The battle lines have been drawn at the headquarters of the International Maritime Organization (IMO) as the 72nd gathering of the Marine Environmental Protection Committee enters its second day. Nevertheless, delegates tell Splash that there is a genuine determination to get a deal through on greenhouse gas (GHG) emissions from ships this week, and parties are willing to seek compromise.
The intersessional working group that met last week at IMO’s headquarters has produced a draft text that calls for a 50% emissions cut by 2050.
However, the EU climate commissioner Miguel Arias Cañete and transport commissioner Violeta Bulc have written to ministers of IMO member states asking them to support a tougher target of 70 to 100%, a position strongly endorsed by an array of Pacific island states.
Cañete tweeted yesterday that 70-100% cuts “should be feasible and would correspond to an adequate contribution from the shipping sector [to the Paris Agreement]”.
IMO secretary general Kitack Lim opened proceedings yesterday, telling delegates: “We stand here at one of the most historic moments in IMO when, for some years now, the global community has brought nations together in a common cause to undertake ambitious efforts to combat climate change. As a member of the United Nations family, IMO is encouraged by the spirit of the Paris Agreement and fully committed to further limit and reduce greenhouse gas emissions from shipping, bearing in mind the successful progress which has been achieved to date.”
Day one opened with strong statements from a number of Pacific Islands, each getting a round of applause, something that is unusual at the normally quiet IMO.
The Marshall Islands’ environment minister David Paul maintained in an opening speech: “The argument being presented by some that climate action means a negative impact on shipping and trade is completely and utterly false.”

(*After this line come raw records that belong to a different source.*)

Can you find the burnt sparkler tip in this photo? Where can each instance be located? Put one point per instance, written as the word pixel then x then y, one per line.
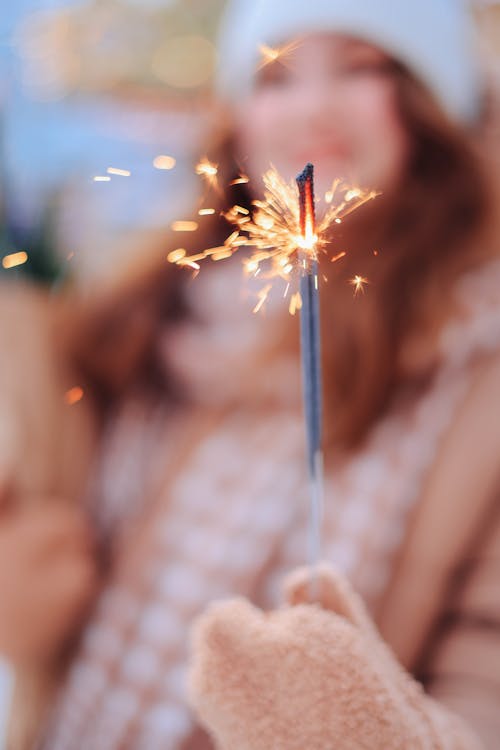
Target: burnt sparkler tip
pixel 306 174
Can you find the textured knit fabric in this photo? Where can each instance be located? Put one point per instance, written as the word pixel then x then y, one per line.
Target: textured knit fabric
pixel 313 676
pixel 230 518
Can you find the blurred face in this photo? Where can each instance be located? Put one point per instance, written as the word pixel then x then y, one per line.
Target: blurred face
pixel 330 101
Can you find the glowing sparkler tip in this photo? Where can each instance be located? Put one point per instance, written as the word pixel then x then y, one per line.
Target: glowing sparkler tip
pixel 119 172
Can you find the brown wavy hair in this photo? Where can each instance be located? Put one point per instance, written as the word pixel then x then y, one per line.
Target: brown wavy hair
pixel 410 244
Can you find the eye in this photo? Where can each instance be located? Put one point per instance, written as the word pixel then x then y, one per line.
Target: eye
pixel 364 61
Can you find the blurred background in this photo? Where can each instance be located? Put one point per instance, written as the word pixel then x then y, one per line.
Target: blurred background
pixel 103 109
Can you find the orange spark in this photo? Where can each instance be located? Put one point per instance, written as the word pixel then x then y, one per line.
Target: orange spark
pixel 279 245
pixel 162 161
pixel 208 170
pixel 241 180
pixel 273 54
pixel 176 255
pixel 119 172
pixel 262 295
pixel 295 303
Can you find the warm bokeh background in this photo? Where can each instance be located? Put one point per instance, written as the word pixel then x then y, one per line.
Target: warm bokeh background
pixel 85 86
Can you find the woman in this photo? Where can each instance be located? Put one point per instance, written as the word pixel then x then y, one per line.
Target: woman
pixel 200 492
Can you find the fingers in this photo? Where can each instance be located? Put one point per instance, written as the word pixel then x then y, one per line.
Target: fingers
pixel 326 586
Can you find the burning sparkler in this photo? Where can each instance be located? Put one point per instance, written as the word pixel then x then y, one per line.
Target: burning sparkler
pixel 311 355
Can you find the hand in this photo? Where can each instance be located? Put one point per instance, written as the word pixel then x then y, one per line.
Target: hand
pixel 47 577
pixel 315 676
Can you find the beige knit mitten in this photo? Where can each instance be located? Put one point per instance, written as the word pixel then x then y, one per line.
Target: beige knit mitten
pixel 315 676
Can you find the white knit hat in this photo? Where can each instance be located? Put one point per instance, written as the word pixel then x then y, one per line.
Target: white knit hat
pixel 433 38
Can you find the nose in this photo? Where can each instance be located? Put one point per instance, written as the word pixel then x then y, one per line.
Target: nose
pixel 317 103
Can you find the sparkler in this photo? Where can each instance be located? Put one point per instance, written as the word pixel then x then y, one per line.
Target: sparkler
pixel 286 243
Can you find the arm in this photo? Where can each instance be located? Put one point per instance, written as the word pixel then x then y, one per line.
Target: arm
pixel 311 676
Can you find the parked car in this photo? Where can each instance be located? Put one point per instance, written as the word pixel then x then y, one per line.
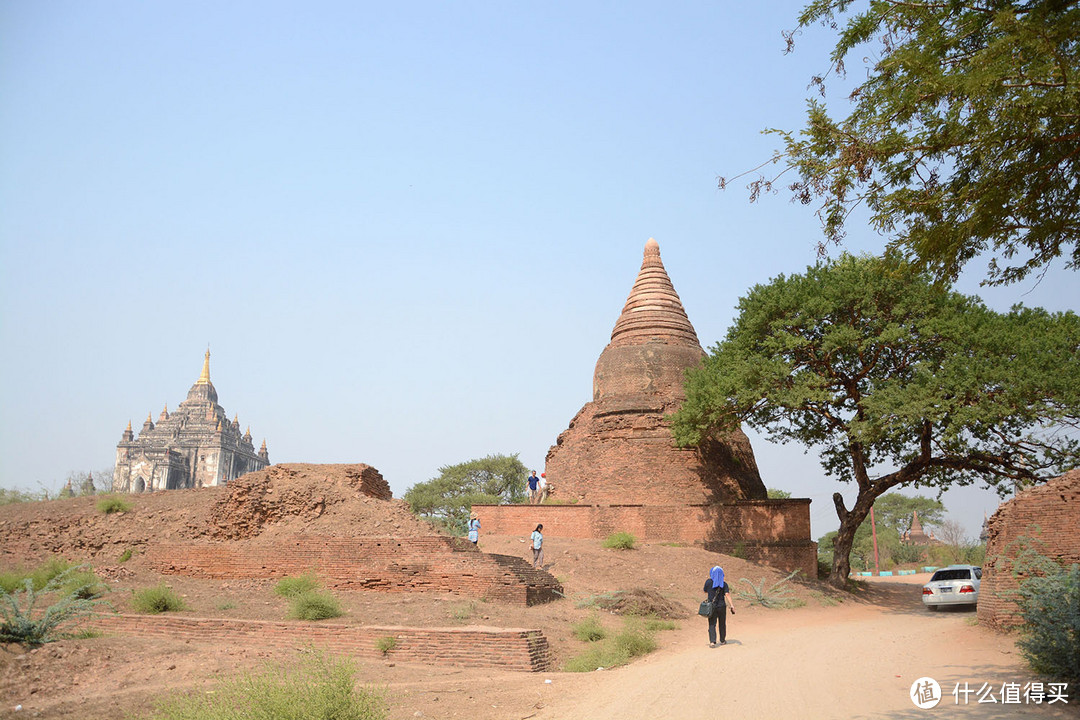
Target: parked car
pixel 957 584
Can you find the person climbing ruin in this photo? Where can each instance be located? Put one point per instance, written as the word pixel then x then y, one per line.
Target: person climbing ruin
pixel 538 546
pixel 473 528
pixel 534 483
pixel 718 593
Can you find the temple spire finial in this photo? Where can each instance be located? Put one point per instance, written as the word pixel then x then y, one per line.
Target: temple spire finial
pixel 204 378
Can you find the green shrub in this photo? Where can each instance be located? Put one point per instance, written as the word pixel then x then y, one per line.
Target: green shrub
pixel 21 622
pixel 113 504
pixel 289 587
pixel 621 541
pixel 157 599
pixel 315 688
pixel 314 606
pixel 590 629
pixel 40 575
pixel 633 641
pixel 1050 606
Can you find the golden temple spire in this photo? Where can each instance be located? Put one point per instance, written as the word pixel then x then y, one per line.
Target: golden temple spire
pixel 204 378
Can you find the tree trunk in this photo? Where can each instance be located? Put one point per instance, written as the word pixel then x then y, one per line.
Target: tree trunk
pixel 841 554
pixel 846 535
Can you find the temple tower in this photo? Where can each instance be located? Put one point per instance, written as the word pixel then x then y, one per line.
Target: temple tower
pixel 619 448
pixel 192 447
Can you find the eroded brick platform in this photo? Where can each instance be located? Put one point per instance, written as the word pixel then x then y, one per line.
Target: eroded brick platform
pixel 437 564
pixel 509 649
pixel 772 532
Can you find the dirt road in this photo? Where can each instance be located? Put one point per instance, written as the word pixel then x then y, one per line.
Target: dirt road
pixel 854 661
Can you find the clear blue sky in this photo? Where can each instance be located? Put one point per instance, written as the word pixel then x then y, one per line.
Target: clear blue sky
pixel 405 230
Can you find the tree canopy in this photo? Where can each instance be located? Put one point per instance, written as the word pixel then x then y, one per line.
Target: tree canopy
pixel 962 139
pixel 448 498
pixel 894 381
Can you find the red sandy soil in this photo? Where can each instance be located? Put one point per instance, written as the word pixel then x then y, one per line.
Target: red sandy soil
pixel 838 655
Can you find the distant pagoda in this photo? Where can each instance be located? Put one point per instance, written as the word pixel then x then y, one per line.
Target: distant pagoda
pixel 619 447
pixel 192 447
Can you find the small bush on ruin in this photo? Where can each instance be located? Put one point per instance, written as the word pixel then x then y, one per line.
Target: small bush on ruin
pixel 315 688
pixel 291 587
pixel 773 596
pixel 314 606
pixel 40 575
pixel 21 620
pixel 463 612
pixel 620 541
pixel 158 599
pixel 590 629
pixel 113 504
pixel 633 641
pixel 638 601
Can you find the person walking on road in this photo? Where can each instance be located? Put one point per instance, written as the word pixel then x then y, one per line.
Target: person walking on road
pixel 718 593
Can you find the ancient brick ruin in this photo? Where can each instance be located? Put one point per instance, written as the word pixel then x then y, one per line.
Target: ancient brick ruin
pixel 619 469
pixel 619 448
pixel 1049 516
pixel 192 447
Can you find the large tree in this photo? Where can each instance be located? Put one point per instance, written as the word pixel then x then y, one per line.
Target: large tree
pixel 894 381
pixel 448 498
pixel 962 137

A spokesperson for Bangladesh echoed Paul’s call for swift emission cuts, saying: “It is painful for us to inform you and the global community that if we breach the 1.5 degree temperature goal our country will be partially or fully underwater. Mr Chair and delegations, we urge IMO to align their goal with the Paris Agreement temperature goal. It is challenging but not impossible. Any delay or obstacle in this process will worsen our condition only.”
Splash understands a hot topic along the corridors of the IMO yesterday was the American statement in the working group last week where the US came out in opposition to any outright reduction goal for the shipping sector.
However, the US position has already been sidelined. The draft text in its current form refers to 50% reduction in CO2 by 2050, including an outright reduction goal of the exact type US argued IMO should not have.
Splash will be reporting developments from MEPC all week.